C'est pas possible, faut que je
m'invente une vie.
Je
peux même arguer du fait que je connais bien le bouddhisme - la
religion des bouddhistes, pas les films de bouddhisme comme David
Carradine ou Kung-fu Panda – et particulièrement leurs histoires
de réincarnation et de vies successives, ou renaissances, pour lui
proposer mes sept autobiographies de cinquante-quatre volumes chacune.
Les sept premières.
En prenant
soin de raconter qu'à chaque fois, j'ai été réincarné en homme
ou en femme ou en enfant, ou en hermaphrodite amish, ou en ami des bathyscaphes, parce que comme chez eux on peut être
réincarné en animal ou en végétal aussi, faire l'autobiographie
d'un poireau, ça peut présenter un intérêt limité, ne nous le
cachons pas.
Le
poireau n'ayant pas une vie longue et trépidante à la base.
A-t-on
déjà vu plus apathique qu'un poireau dans un champ, en hiver, par
grand vent ?
Oui.
Un
champ tout entier de poireaux apathiques.
Et
une autobiographie de poireau se termine fatalement dans une
casserole un soir de décembre, dans la cuisine sombre d'une
chaumière du Berry, alors que le froid frappe à la porte d'entrée,
dont les veines ont été creusées par le temps et les intempéries
et aussi un peu la pluie, et les intempéries dans le Berry on
connaît, c'est du lourd.
Au coin d'un feu, dans une marmite fumante,
le poireau est là, il se meurt.
La fumée qui s'échappe, tout le
monde pense qu'il s'agit de l'eau qui s'évapore.
Non.
C'est l'âme
du poireau qui s'envole.
Avec celle de ses collègues les choux.
Et
celle de ses copines les saucisses.
René
le poireau aura bien remarqué, peu avant ses derniers instants, les
clins d'œil aguicheurs de la grosse Lulu la saucisse, bien bâtie la
Lulu, une belle saucisse plantureuse de chez le boucher, bien
gironde, avec des formes somptueuses et plantureuses je l'ai
déjà dit, elle cherche l'aventure la Lulu, elle n'a pas froid aux
yeux qui sont dans le bouillon, et par un jeu savant de contorsions
dues à la chaleur, elle aura réussi à se rapprocher subrepticement
de René le poireau, qui n'est déjà plus que l'ombre de lui-même.
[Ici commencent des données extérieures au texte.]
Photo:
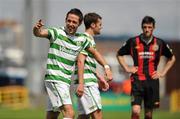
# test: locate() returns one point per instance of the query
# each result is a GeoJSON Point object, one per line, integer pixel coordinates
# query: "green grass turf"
{"type": "Point", "coordinates": [39, 113]}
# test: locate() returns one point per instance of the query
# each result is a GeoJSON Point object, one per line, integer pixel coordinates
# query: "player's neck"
{"type": "Point", "coordinates": [90, 32]}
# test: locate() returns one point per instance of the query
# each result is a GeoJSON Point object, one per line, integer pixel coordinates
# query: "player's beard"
{"type": "Point", "coordinates": [71, 30]}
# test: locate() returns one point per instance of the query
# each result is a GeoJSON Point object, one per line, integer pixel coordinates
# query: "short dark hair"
{"type": "Point", "coordinates": [77, 12]}
{"type": "Point", "coordinates": [147, 20]}
{"type": "Point", "coordinates": [90, 18]}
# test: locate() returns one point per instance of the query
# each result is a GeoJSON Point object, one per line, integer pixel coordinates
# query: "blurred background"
{"type": "Point", "coordinates": [23, 56]}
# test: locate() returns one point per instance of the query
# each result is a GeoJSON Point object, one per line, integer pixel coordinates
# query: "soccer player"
{"type": "Point", "coordinates": [89, 100]}
{"type": "Point", "coordinates": [146, 50]}
{"type": "Point", "coordinates": [65, 45]}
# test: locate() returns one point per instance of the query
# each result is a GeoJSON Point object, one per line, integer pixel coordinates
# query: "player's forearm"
{"type": "Point", "coordinates": [99, 58]}
{"type": "Point", "coordinates": [168, 65]}
{"type": "Point", "coordinates": [122, 62]}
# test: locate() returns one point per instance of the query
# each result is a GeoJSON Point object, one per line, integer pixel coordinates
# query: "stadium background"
{"type": "Point", "coordinates": [23, 56]}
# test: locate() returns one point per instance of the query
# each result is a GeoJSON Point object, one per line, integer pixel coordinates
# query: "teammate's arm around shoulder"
{"type": "Point", "coordinates": [39, 31]}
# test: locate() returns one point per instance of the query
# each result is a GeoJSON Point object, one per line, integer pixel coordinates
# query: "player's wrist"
{"type": "Point", "coordinates": [106, 66]}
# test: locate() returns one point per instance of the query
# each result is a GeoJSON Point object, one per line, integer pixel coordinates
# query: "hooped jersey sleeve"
{"type": "Point", "coordinates": [125, 49]}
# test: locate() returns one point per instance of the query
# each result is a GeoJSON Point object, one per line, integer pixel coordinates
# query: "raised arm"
{"type": "Point", "coordinates": [39, 31]}
{"type": "Point", "coordinates": [80, 64]}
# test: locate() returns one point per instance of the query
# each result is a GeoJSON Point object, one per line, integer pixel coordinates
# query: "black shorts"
{"type": "Point", "coordinates": [147, 91]}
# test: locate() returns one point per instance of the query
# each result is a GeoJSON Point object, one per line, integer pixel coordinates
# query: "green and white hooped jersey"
{"type": "Point", "coordinates": [62, 54]}
{"type": "Point", "coordinates": [89, 66]}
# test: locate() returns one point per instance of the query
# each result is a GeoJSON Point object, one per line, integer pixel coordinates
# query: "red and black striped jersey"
{"type": "Point", "coordinates": [145, 56]}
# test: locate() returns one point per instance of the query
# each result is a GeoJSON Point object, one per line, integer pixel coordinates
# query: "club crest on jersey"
{"type": "Point", "coordinates": [155, 47]}
{"type": "Point", "coordinates": [78, 43]}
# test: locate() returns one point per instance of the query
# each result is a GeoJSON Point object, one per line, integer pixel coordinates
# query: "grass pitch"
{"type": "Point", "coordinates": [39, 113]}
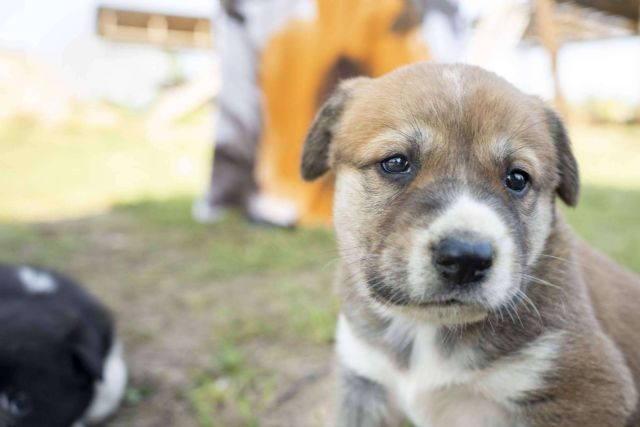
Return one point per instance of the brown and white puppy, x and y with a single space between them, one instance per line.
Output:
467 301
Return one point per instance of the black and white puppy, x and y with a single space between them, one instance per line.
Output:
60 362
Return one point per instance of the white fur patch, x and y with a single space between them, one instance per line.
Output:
108 392
37 282
441 391
466 214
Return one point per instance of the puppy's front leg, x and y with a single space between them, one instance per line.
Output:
363 403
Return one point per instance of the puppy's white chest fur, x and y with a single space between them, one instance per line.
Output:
438 390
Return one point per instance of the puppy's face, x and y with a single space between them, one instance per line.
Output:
446 178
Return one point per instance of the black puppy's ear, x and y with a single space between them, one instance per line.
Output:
315 153
569 185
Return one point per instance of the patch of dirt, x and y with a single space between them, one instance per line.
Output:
173 325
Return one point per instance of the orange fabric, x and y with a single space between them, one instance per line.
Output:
293 71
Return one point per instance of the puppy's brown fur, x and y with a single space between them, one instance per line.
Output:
462 129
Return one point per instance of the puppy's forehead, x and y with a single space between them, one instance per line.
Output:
430 104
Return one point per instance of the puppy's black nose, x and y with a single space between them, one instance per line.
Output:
461 261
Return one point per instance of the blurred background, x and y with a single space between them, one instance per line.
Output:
109 111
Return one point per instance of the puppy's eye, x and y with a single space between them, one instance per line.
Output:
396 164
517 181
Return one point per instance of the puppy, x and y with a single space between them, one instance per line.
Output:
60 361
466 299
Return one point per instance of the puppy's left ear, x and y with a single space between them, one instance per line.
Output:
569 185
315 154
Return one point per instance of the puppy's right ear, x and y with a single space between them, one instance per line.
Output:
315 154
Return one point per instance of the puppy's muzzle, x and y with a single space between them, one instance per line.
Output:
463 260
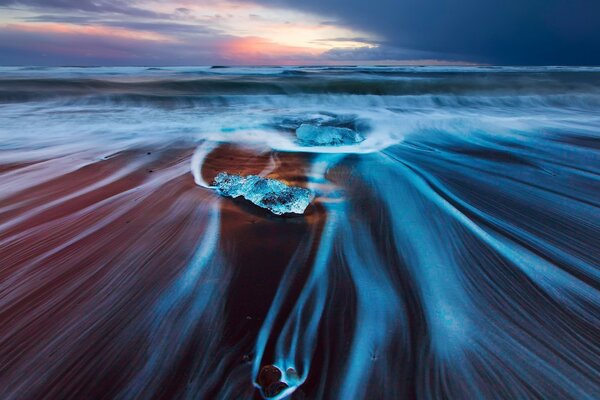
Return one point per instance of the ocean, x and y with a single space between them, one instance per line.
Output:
451 251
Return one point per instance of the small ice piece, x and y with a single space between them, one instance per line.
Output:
271 194
315 135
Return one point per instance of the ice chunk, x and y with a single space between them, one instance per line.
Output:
322 135
271 194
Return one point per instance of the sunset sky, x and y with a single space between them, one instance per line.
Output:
273 32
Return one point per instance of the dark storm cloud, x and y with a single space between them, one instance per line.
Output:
489 31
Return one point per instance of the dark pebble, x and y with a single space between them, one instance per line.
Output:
275 388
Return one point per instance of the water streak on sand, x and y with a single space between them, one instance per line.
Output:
451 254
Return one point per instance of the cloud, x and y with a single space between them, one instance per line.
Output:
485 31
92 6
490 31
56 44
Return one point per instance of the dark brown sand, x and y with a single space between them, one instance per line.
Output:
85 254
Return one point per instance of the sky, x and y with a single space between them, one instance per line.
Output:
299 32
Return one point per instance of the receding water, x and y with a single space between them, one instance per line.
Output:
452 253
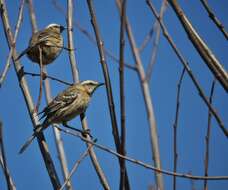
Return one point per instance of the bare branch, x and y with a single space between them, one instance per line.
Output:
7 66
207 138
186 66
204 51
9 180
28 98
123 184
175 125
140 163
214 18
148 102
75 72
82 157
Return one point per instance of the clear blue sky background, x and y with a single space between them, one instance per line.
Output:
28 170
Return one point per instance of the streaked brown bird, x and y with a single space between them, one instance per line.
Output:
49 40
65 106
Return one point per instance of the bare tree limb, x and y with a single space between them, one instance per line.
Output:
111 105
140 163
207 138
156 42
123 185
201 47
90 37
7 66
9 180
214 19
85 127
82 157
186 66
175 125
148 102
28 99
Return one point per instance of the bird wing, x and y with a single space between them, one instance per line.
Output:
62 101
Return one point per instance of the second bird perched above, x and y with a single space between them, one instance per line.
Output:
50 42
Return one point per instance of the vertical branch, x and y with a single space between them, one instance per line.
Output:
122 95
207 138
175 125
156 42
203 50
75 74
111 104
57 135
148 103
214 18
9 180
28 98
188 70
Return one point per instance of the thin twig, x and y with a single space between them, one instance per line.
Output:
148 102
140 163
175 125
108 86
206 54
214 18
28 98
82 157
75 73
45 76
156 42
90 37
8 63
186 66
207 138
9 180
122 97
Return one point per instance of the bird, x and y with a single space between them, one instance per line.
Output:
49 40
68 104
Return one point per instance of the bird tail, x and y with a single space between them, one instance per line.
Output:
22 53
38 129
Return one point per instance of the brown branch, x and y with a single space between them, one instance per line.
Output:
148 102
206 54
9 180
186 66
82 157
123 184
140 163
7 66
108 86
28 98
75 73
207 138
45 76
156 42
90 37
175 125
214 18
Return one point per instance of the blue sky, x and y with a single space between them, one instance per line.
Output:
28 170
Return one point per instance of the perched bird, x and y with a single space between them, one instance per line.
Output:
50 42
65 106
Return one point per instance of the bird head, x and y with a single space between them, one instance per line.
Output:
56 27
91 85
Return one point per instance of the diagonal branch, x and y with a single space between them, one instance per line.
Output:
214 18
206 54
75 73
148 102
186 66
28 98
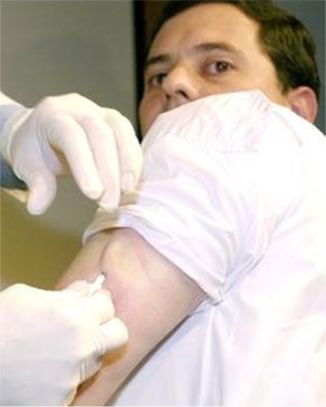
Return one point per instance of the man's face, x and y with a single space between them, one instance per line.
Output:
207 49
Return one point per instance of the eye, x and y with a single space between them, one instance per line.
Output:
157 79
218 67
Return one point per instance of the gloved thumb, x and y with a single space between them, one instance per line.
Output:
42 190
115 334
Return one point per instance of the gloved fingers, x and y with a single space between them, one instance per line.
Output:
42 188
129 150
67 136
103 145
115 334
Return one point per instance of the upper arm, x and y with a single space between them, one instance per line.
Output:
151 295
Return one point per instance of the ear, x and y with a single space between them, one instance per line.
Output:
303 101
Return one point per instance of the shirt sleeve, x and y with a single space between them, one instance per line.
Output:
199 202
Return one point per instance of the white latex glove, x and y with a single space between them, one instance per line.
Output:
71 133
51 341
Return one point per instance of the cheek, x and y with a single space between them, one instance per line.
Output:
148 111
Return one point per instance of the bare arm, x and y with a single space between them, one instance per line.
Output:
151 295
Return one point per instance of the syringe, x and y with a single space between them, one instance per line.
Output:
97 284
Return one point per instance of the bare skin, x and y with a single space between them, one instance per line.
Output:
208 49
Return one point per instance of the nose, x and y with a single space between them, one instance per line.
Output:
180 86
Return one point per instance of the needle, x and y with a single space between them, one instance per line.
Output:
98 282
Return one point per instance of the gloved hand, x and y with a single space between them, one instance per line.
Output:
51 341
71 133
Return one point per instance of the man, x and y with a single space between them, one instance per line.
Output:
222 282
68 330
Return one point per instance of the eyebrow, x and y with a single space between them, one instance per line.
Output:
202 47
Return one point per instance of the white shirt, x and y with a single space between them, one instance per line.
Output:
234 193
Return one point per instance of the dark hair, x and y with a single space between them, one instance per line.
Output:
286 40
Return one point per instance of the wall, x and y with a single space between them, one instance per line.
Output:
50 47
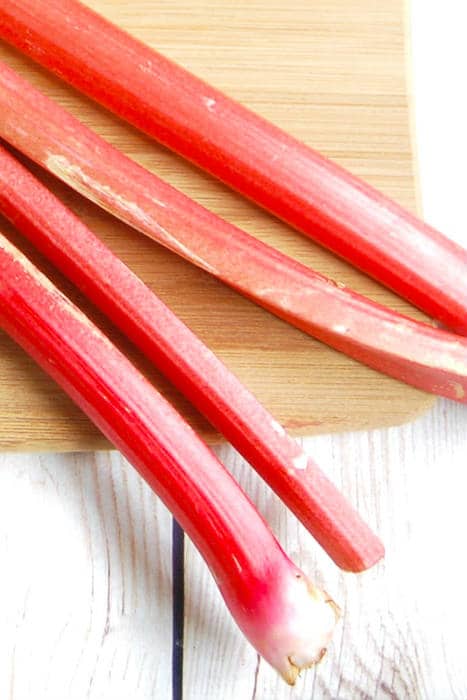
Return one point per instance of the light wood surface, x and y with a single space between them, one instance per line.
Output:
85 585
333 73
85 591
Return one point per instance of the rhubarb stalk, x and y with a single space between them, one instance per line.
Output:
417 353
277 171
188 363
286 618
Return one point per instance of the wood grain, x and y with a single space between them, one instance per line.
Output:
85 591
332 73
85 607
400 636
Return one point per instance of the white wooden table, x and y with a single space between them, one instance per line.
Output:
86 585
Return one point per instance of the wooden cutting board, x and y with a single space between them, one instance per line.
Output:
333 73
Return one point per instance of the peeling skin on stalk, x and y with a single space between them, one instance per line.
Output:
429 359
288 620
105 197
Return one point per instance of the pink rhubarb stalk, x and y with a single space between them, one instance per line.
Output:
286 618
417 353
251 155
188 363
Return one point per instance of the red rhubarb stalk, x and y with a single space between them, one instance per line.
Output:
426 357
286 618
251 155
188 363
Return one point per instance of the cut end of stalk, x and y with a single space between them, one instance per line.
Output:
300 638
321 614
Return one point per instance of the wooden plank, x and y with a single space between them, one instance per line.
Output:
399 635
86 585
333 74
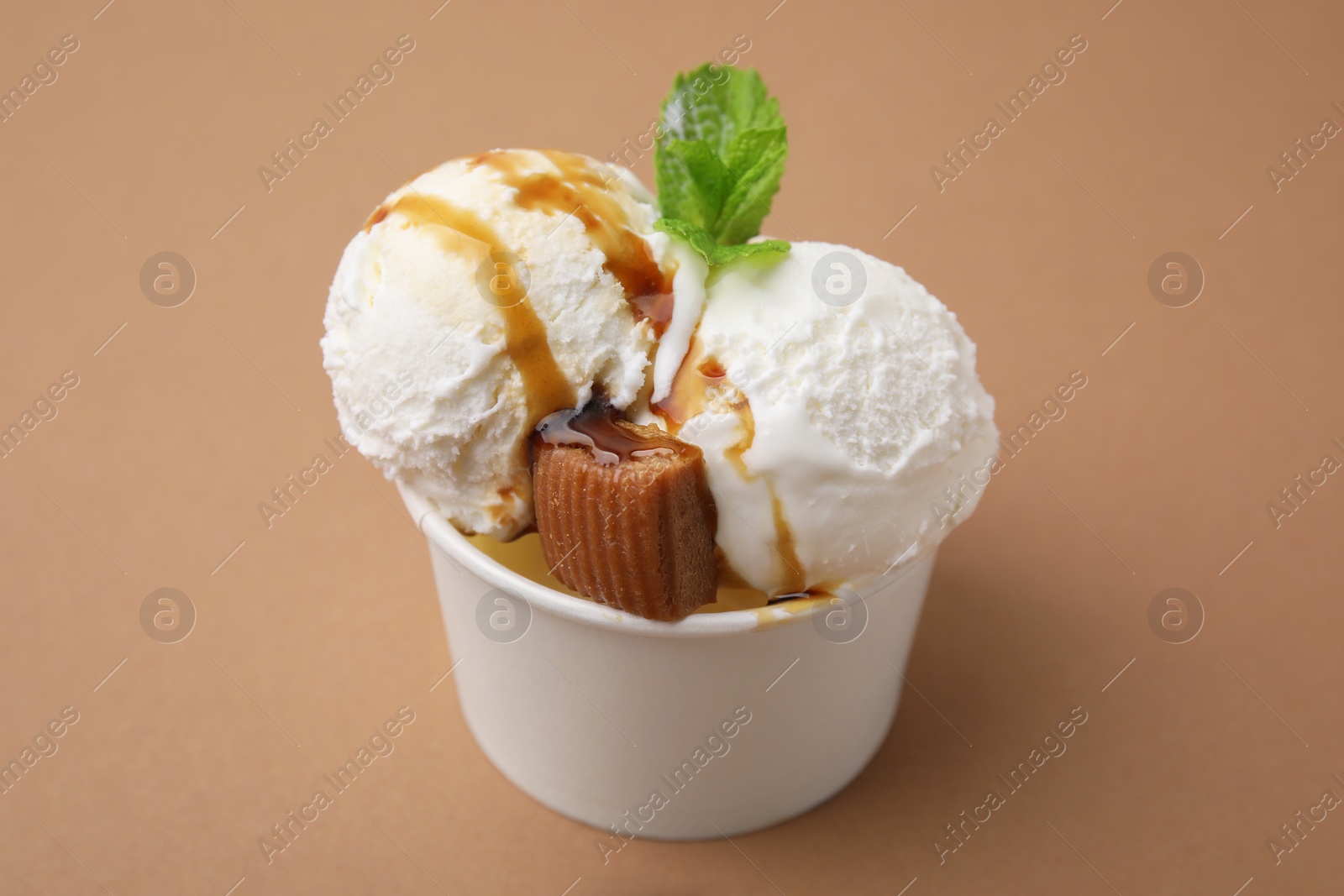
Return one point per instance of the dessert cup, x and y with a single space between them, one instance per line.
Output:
719 725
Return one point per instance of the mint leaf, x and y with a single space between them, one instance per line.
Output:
716 254
721 155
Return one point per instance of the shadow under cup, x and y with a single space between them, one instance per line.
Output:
719 725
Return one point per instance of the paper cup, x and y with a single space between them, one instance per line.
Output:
719 725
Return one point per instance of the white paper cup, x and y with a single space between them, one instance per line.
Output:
600 715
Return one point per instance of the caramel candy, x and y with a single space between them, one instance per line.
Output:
625 513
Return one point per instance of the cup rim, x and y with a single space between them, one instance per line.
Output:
445 537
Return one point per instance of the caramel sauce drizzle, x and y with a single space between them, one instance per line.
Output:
524 333
578 190
687 398
612 439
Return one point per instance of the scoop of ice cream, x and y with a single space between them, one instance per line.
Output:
835 401
479 298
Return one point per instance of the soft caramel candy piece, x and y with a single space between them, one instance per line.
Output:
625 513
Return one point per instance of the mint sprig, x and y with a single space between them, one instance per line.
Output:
719 160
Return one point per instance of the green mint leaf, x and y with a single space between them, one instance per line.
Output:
756 159
725 254
721 152
712 253
698 237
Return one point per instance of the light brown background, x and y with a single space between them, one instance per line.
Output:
327 622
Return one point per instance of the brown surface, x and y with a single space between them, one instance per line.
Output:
320 626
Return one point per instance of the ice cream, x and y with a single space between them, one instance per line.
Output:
480 297
830 425
508 328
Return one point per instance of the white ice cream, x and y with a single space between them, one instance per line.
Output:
423 379
832 430
853 419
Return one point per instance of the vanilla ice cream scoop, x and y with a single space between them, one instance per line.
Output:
479 298
837 405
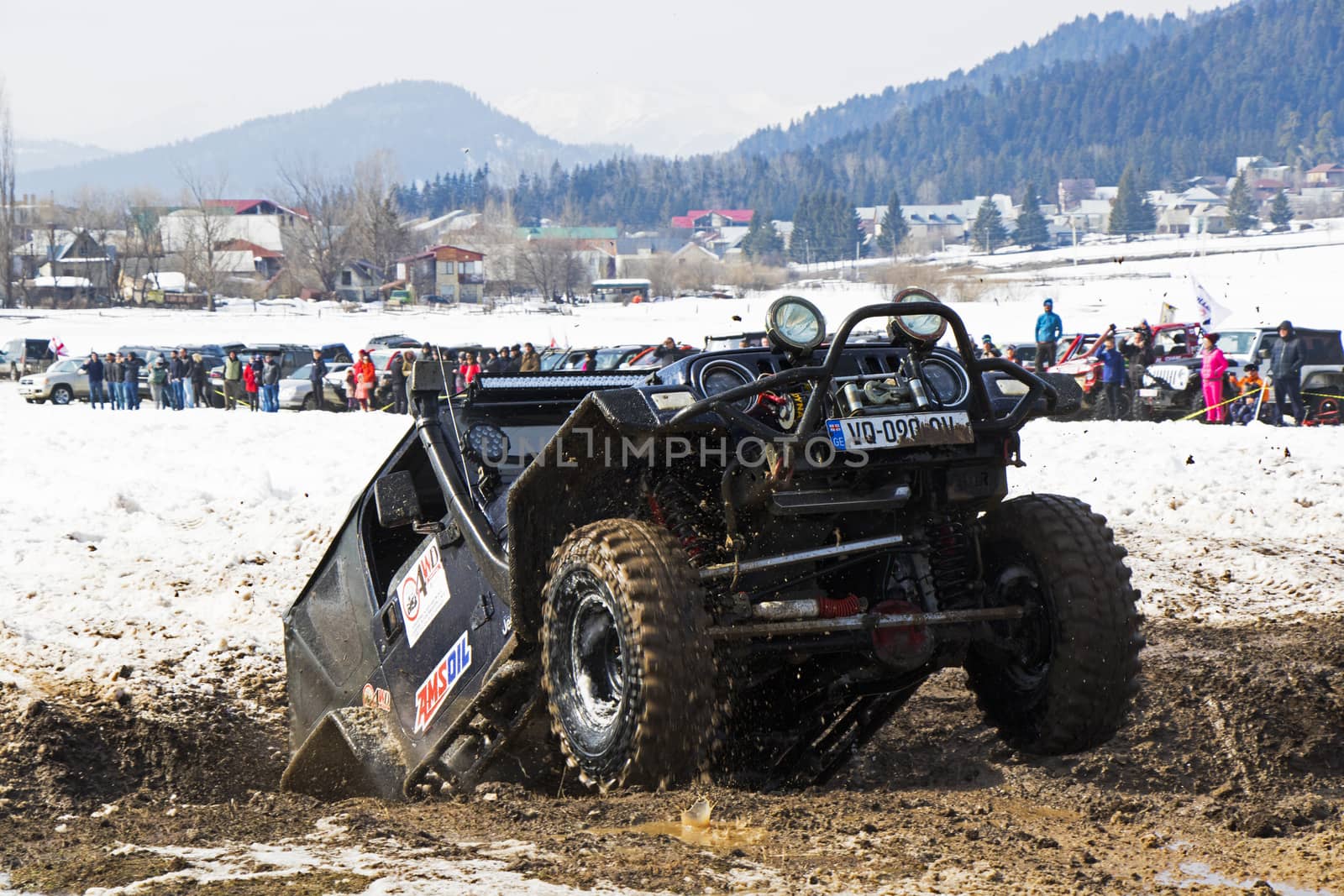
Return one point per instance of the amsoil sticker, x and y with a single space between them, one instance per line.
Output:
433 694
376 698
423 593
Encore un dernier centimètre dans l'eau frémissante, et au moment
où la Lulu frôlera de sa croupe charnue la frêle silhouette du
René, c'est à ce moment qu'il sombrera pour toujours au fond de la
marmite.
Destin tragique penseront certains, alors que d'autres s'en
foutent complètement.
Pour ne pas dire s'en carrent l'oignon.
Et se
carrer l'oignon dans le Berry on connaît, c'est du lourd.
À suivre...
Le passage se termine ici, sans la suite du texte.